Oracle song provides no speed at all. It slows you down because you trade time for an additional card. This is useful in decks that have time, i.e. try to go into a long game, and decks that are digging for specific cards because the things they have are situational. Neither of those hold true for this archetype. We need to close out fast because we fall behind relatively quickly, and almost all of our cards do essentially the same. The way to balance these types of decks is by building a good curve, so the essentially same cards are more likely to show up in a cost ratio that maximizes their impact on the board. Spending a turn off on drawing cards is bad because it doesn't increase our pressure while also not helping us find high impact cards to make up for the lost tempo because the deck doesn't actually have any of those. Oracle Song is just way too expensive to be playable in this deck because we can't play anything meaningful alongside and we already have access to many more proactive 3-drops to play instead (not that they are GOOD, but they again are at least BETTER for what the deck is trying to do).

LLCoolDave
11-07-2013, 04:52 AM
*Cut in two due to post length restrictions*


Again, you should consider various situations and not just situations where using a particular card is bad.

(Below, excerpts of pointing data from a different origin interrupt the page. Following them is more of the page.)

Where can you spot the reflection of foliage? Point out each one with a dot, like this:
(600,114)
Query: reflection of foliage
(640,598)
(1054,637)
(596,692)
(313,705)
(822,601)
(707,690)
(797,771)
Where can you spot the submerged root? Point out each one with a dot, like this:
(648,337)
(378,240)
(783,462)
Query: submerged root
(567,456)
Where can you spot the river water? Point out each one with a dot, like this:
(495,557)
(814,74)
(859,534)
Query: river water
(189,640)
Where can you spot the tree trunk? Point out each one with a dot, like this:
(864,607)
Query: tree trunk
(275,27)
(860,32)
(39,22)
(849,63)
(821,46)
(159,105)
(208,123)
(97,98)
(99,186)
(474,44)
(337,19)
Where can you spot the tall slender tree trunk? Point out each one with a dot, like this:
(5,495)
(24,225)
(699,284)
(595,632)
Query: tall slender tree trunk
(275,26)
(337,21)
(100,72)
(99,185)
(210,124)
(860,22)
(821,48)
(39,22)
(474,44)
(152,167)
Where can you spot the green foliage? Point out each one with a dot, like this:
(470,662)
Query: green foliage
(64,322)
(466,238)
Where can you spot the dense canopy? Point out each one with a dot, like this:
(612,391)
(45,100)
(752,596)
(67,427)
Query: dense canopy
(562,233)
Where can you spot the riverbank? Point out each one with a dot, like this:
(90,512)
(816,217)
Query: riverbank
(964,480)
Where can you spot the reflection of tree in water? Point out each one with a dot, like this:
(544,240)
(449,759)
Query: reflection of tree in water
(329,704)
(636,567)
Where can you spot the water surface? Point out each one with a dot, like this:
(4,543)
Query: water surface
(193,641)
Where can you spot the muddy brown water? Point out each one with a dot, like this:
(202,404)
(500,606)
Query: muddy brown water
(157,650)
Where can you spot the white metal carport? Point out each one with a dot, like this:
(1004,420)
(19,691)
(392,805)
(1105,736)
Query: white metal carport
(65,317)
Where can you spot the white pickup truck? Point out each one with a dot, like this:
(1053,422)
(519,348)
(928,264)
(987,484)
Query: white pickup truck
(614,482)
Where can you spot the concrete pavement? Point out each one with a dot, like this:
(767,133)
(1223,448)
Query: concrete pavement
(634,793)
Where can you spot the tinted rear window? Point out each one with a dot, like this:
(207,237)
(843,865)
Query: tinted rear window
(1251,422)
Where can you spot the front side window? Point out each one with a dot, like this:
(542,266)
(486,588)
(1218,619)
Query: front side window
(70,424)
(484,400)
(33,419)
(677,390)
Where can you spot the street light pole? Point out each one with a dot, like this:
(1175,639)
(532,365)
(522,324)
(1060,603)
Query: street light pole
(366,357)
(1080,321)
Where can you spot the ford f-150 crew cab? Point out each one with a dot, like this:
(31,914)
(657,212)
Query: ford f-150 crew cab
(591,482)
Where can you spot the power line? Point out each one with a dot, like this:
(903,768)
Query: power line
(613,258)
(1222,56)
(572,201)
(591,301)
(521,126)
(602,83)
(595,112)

That's what I actually do for The Ancestor's Chosen. The issue is, as I pointed out, that it isn't actually particularly good in the situation where everyone thinks it is insane. When it works it's not really any better than a Phoenix Guard Scout in an aggressive deck like this and when it doesn't it's much worse. That's why it is a bad card. The situation where it shines just doesn't come up frequently enough to warrant playing it. On that note, please keep in mind that The Ancestor's Chosen is NOT a card drawing engine. The Ancestral Specters don't actually draw you any cards, all they do is get you to the card you would have gotten anyway without the Specter being there. They don't allow you to dig deeper into your deck for specific cards, they don't give you access to more Non-Specter cards. All The Ancestor's Chosen does is give you an occasional 2/2 Flight troop, but at a rather unpredictable pace and a rate that is much lower than what people expect it to be (and also too low to get any real profit from in most games). The Ancestral Specters are also not "free" because they have the very real cost of spending an initial card on playing an otherwise unremarkable Chosen, and the very real opportunity cost of not playing something more impactful than a Chosen in that deck slot instead (and as I argued, it doesn't really take much to fill that role, even something as bad as Phoenix Guard Scout does the job). You really need to get two Specters to make the card worth playing, and my article shows that that happens too infrequently to make the Chosen a reliable card.

This is my updated build of the deck, but I still don't think it is very good: http://hex.tcgbrowser.com/#!/deck=3257

Zarien
11-07-2013, 01:23 PM
These are some good discussions. But some of you guys need to space out/format your walls of texts to give our eyes a little breathing room lol.